まだいとちだいは、全長5センチメートル以下という細かい基準です。うなぎは全長21センチメートル以下が、海でも川でも周年 禁止。ぼらも全長10センチメートル以下が海と川の両方で禁止です。
貝と甲殻類は、大きい方にも期間の制限が掛かっています。 いせえびは15センチメートルを超えるものが5月1日から8月20日まで、たいらぎとおおのがいは6月1日から9月30日まで、あわびは11月1日から12月20日まで。「大きければいつでも採れる」ではありません。
第40条第3項も書いておきます。
第1項の規定に違反して採捕した水産動物又はその製品は、所持し、又は販売してはならない。
クーラーボックスに入れたまま帰る行為も対象です。
河口付近の制限(第43条)に、津奈木川は入っていません
第43条は、河口付近で12月1日から翌年3月31日まで、特定の漁具による採捕を禁じています。条文が名指ししている河川は9つです——菊池川・白川・坪井川・緑川・氷川・前川・南川・球磨川・水俣川。
津奈木川は、この9河川に入っていません。
保護水面(第34条)は5か所で、いずれも座標指定です
黒島保護水面(全ての水産動植物・周年)・富岡保護水面(あわび、さざえ及び水産植物・周年)・深海保護水面(わかめ及びひとえぐさを除く水産動植物・周年)・高道保護水面(あさり・周年)・文政保護水面(あさり・周年)の5か所です。

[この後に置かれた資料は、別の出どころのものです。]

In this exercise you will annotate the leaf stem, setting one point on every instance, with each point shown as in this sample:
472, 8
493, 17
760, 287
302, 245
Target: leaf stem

津奈木町の名は出てきません。 ただし座標との突合まではしていません [未確認]。
規則のなかの「三ツ島」は、ここのことではありません
正直に書いておきます。 規則の全文(34,123字)を「三ツ島」で検索すると、1件だけヒットします。 ただしそれは第38条にある不知火海の区域を画する点のひとつで、八代市三ツ島(中島)です。
津奈木町の三ツ島海水浴場とは、別の場所です。
同じように「葦北」も2件ヒットしますが、どちらも球磨川水系の内水面の区域(右岸球磨郡球磨村・左岸葦北郡芦北町の大瀬橋から大野大橋まで)で、海の話ではありません。
「津奈木」と「福浜」は、規則の全文で0件でした。
地名が引っかかっても、それが自分の行く場所とは限りません。 郡が同じでも町が違い、海の話かと思えば川の話ということがあります。

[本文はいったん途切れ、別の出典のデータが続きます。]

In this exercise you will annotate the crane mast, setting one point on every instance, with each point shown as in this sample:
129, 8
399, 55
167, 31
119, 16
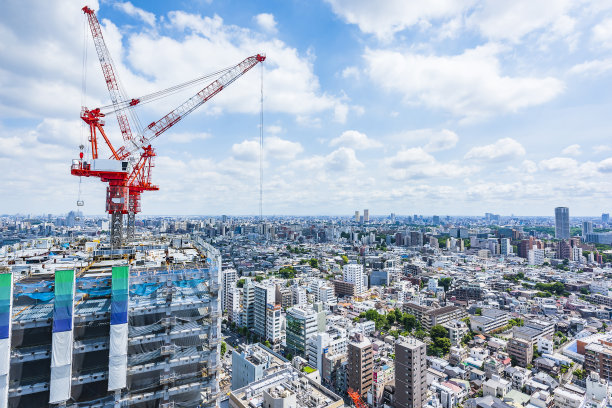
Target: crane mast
128, 179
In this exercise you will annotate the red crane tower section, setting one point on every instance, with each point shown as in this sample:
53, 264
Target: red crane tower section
128, 177
356, 398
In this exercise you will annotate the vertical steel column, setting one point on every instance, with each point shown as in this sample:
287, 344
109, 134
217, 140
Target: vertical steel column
6, 306
63, 337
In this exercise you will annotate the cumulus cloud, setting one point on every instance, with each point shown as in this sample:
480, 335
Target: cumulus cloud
572, 150
592, 68
503, 149
384, 19
187, 137
131, 10
355, 140
350, 72
279, 148
274, 148
559, 164
601, 148
267, 22
605, 166
470, 85
512, 20
602, 33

あわび・なまこ・シラスウナギは、期間・大きさを問わず採れません
漁業法第132条(特定水産動植物の採捕の禁止)により、漁業権や漁業許可に基づかずに あわび・なまこ・しらすうなぎ を採捕すると、3年以下の拘禁刑 又は 3,000万円以下の罰金が科される場合があります(罰則は同法第190条)。
上の第40条にも「あわび」と「なまこ」がありますが、漁業法のほうが強く効きます。 殻長10センチメートルを超えていても、期間外であっても、遊漁者は採れません。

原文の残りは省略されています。